The optimizer performs crossfile inlining across all three source files. This is done in the final link step, so the compilation of the source files need not all take place in a single compilation and could be over a number of separate compilations, each specifying -xipo.

Example using -xipo in separate compile/link steps:


demo% f95 -xipo -xO4 -c part1.f part2.f
demo% f95 -xipo -xO4 -c part3.f
demo% f95 -xipo -xO4 -o prog  part1.o part2.o part3.o

The object files created in the compile steps have additional analysis information compiled within them to permit crossfile optimizations to take place at the link step.

A restriction is that libraries, even if compiled with -xipo do not participate in crossfile interprocedural analysis, as shown in this example:


demo% f95 -xipo -xO4 one.f two.f three.f
demo% ar -r mylib.a one.o two.o three.o
...
demo% f95 -xipo -xO4 -o myprog main.f four.f mylib.a

Here interprocedural optimizations will be performed between one.f, two.f and three.f, and between main.f and four.f, but not between main.f or four.f and the routines on mylib.a. (The first compilation may generate warnings about undefined symbols, but the interprocedural optimizations will be performed because it is a compile and link step.)

Other important information about -xipo:

When Not To Compile With -xipo:

Working with the set of object files in the link step, the compiler tries to perform whole-program analysis and optimizations.

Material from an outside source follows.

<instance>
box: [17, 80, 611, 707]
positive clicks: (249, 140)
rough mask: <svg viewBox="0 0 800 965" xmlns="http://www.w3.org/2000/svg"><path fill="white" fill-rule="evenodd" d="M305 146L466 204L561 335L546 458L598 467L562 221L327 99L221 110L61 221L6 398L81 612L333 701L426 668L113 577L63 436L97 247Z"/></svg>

For any function or subroutine foo() defined in this set of object files, the compiler makes the following two assumptions:

(1) At runtime, foo() will not be called explicitly by another routine defined outside this set of object files, and

(2) calls to foo() from any routine in the set of object files will be not be interposed upon by a different version of foo() defined outside this set of object files.

If assumption (1) is not true for the given application, do not compile with -xipo=2.If assumption (2) is not true, do not compile with either -xipo=1 or -xipo=2.

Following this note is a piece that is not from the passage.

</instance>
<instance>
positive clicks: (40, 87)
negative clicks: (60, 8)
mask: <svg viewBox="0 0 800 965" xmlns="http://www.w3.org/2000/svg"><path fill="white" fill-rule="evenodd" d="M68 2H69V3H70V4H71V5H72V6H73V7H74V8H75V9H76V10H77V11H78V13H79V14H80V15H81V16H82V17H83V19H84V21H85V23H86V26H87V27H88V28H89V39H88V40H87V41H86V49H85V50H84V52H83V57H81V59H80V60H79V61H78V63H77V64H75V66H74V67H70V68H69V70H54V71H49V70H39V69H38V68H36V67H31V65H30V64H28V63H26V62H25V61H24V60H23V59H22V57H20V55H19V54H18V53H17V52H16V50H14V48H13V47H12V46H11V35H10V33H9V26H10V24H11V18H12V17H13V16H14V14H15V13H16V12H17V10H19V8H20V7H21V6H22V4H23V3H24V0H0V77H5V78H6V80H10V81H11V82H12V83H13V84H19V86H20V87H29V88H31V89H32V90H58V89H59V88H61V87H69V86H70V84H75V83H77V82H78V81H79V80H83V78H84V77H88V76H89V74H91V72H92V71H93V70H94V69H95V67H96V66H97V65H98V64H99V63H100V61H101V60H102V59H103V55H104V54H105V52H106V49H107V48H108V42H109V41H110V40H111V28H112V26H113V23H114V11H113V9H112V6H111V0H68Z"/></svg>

As an example, consider interposing on the function malloc() with your own source version and compiling with -xipo=2. Then all the functions in any library that reference malloc() that are linked with your code would have to also be compiled with -xipo=2 and their object files would need to participate in the link step. Since this might not be possible for system libraries, your version of malloc should not be compiled with -xipo=2.

As another example, suppose that you build a shared library with two external calls, foo() and bar() inside two different source files, and bar() calls foo() inside its body. If there is a possibility that the function call foo() could be interposed at runtime, then compile neither source file for foo() or bar() with -xipo=1 or -xipo=2. Otherwise, foo() could be inlined into bar(), which could cause incorrect results when compiled with -xipo.